Skepticism
In brief, I'm lecturing on an article that criticizes the standard skepticism of Hume (the position that we must reluctantly, grumpily, taciturnly accept Skepticism as a position - shit folks, we cannot be 100% certain, Heisenberg taught us that) in a standard fashion. It says - what is this skepticism stance when it's claim to doubt becomes meaningless. Run it through this example:
There is a book in front of me.
How do you know?
I can touch it.
Why do you trust your sense of touch?
Other people verify it. AND I can see it, it fits the definition of a book etc...
Yes, but couldn't you be in doubt?
Here the argument can get quite sophisticated - the short answer is "Sure you can still doubt - there is always some doubt. The standard argument against this is as follows:
Stating that an event (it will rain tomorrow without evidence) is probable and ALSO stating that an event (it will rain tomorrow with very strong evidence to support it) is probable is a verbal manipulation that leaves you nowhere. Why not allow the word "certain" in cases where it is most certainly true? When there is multiple, strong, clear evidence to advocate for it's truth? It's possible that the computer I am writing from will POOF! out of existence - no list of propositions that I can write (as known) would be contradictory to the event of it POOF!ing....but waiting for such a list to be possible leads you into an idiodic semantic battle.

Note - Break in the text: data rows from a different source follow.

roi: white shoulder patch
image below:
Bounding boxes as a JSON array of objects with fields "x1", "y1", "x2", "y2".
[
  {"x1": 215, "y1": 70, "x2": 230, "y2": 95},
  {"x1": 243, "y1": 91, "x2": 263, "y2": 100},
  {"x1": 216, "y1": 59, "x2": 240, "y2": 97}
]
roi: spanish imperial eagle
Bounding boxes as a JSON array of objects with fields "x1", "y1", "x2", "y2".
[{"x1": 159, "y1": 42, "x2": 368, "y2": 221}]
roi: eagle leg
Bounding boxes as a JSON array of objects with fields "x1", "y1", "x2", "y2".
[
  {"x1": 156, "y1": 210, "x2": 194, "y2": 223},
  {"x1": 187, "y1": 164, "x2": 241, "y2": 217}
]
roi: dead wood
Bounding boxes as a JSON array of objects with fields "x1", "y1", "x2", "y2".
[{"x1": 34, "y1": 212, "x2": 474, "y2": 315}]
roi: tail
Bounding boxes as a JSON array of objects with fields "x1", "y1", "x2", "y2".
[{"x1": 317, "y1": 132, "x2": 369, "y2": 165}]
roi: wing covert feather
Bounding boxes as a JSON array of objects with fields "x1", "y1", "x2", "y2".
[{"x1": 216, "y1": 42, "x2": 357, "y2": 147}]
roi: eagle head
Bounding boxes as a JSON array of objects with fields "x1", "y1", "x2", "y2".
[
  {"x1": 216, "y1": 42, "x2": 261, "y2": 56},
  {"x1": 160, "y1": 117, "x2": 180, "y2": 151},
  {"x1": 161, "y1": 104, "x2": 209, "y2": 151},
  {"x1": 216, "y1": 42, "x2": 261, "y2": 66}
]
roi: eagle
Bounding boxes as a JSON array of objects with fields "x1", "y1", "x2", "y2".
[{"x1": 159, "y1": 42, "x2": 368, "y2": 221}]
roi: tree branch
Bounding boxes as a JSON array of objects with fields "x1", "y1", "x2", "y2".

This seems at the front, fairly convincing. We should talk about some things as probable (say Evolution or Intelligent Design) and other things as certain (say, the conservation of energy). It's USEFUL!
But what this argument doesn't do is adequately criticize the classical formulations of Skepticism. It posits that there is a position/stance: Skepticism. When in fact, the Greek skeptics, Descartes even Hume often advocate for skepticism as an ability or skill. Skepticism isn't a position one adopts, or a title for an individual in an absolute sense: Joel is a skeptic - meaning Joel refuses to talk about something as certain. Rather skepticism is a mode of being, or mode of thought: Joel is being skeptical or Joel is a skeptic (as someone who is often engaged in the mode of being skeptical). Skepticism is a way, as Sextus Empiricus writes - that leads one to tranquility or as the Chuangtzu advocates - puts one in harmony with the world.